Bitcoin joins the grocery shopping list
Service now enables digital currency to be purchased at over 2,200 stores
May 24, 2019
Consumers can now buy the cryptocurrency bitcoin at kiosks in more than 2,200 grocery stores through a partnership between Coinme and Coinstar.
Seattle-based Coinme, a blockchain financial technology company, said this week that its collaboration with coin-counting kiosk provider Coinstar has now expanded its bitcoin purchasing service to retail locations across 21 states, including major markets such as Boston, Chicago, Dallas-Fort Worth, Houston, Los Angeles, Philadelphia, San Diego, Seattle and Washington, D.C.
Coinme and Bellevue, Wash.-based Coinstar launched the bitcoin service in mid-January at Coinstar kiosks inside select Safeway and Albertsons supermarkets in California, Texas and Washington.

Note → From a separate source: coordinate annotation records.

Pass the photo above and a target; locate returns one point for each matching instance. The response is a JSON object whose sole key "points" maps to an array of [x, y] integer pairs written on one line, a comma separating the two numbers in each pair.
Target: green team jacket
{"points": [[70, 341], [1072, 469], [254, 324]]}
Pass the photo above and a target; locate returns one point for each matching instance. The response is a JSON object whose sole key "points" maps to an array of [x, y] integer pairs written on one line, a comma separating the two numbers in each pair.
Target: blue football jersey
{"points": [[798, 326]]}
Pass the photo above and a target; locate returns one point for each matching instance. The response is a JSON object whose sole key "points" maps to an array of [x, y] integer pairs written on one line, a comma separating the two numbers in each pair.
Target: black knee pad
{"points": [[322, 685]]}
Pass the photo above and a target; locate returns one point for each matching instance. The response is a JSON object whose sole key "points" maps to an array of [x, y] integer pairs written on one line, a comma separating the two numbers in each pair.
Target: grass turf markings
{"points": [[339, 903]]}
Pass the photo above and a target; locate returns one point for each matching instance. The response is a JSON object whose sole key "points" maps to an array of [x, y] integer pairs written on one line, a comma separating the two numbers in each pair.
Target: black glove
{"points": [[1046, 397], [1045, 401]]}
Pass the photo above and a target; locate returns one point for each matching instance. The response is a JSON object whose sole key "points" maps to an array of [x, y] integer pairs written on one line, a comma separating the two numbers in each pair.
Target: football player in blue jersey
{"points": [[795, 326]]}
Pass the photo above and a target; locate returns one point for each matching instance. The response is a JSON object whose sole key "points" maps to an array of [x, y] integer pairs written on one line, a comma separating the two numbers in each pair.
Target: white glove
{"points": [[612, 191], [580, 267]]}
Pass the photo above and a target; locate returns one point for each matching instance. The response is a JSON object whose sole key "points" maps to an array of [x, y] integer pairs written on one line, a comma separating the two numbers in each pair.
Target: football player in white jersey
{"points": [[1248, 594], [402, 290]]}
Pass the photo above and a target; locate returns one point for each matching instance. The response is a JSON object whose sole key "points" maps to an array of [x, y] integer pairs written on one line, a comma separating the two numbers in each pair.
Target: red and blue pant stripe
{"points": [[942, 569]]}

Other grocery banners now offering the service include Jewel, Shaw’s, Lucky/Lucky California, Save Mart, FoodMaxx, MaxxValue Foods, Strack & Van Til, Winn-Dixie, Piggly Wiggly, Acme Markets, ShopRite, Foodtown, Shop ‘n Save, Tops Market, Tom Thumb and La Fiesta Supermarket, among others.
“Bitcoin and other digital currencies offer unique benefits to consumers, including the potential for more cost-effective and faster remittances to family and friends,” Neil Bergquist, co-founder and CEO of Coinme, said in a statement. “We’re thrilled to team up with Coinstar to make Bitcoin more accessible to consumers than ever before and offer a key component for the new digital currency economy.”
Customers must use U.S. paper currency to purchase bitcoin at the Coinstar kiosks. The process works as follows: At a Coinstar station, consumers select “Buy Bitcoin” on the touchscreen, review and accept the transaction terms, enter their phone number and then insert bills into the cash acceptor (up to $2,500). They then receive a printed voucher with a bitcoin redemption code and go to Coinme.com/redeem to create a Coinme account or sign in to an existing account to claim their bitcoin.
Coinstar owns and operates more than 20,000 self-service coin-counting kiosks in nine countries, and the company said it has “thousands in the U.S. market” that can be enabled to accept bitcoin transactions.
“The response to being able to purchase Bitcoin at Coinstar kiosks has been extremely positive, with overwhelming demand by both consumers and new retailer partners,” according to Coinstar CEO Jim Gaherity. “We are incredibly pleased with this collaboration with Coinme and are eager to continue expanding to new markets in the coming months.”
Founded in 2014, Coinme said it was the first state-licensed bitcoin ATM company in the United States and that now, through its partnership with Coinstar, powers the world’s largest bitcoin kiosk network and handles millions of dollars in transactions monthly.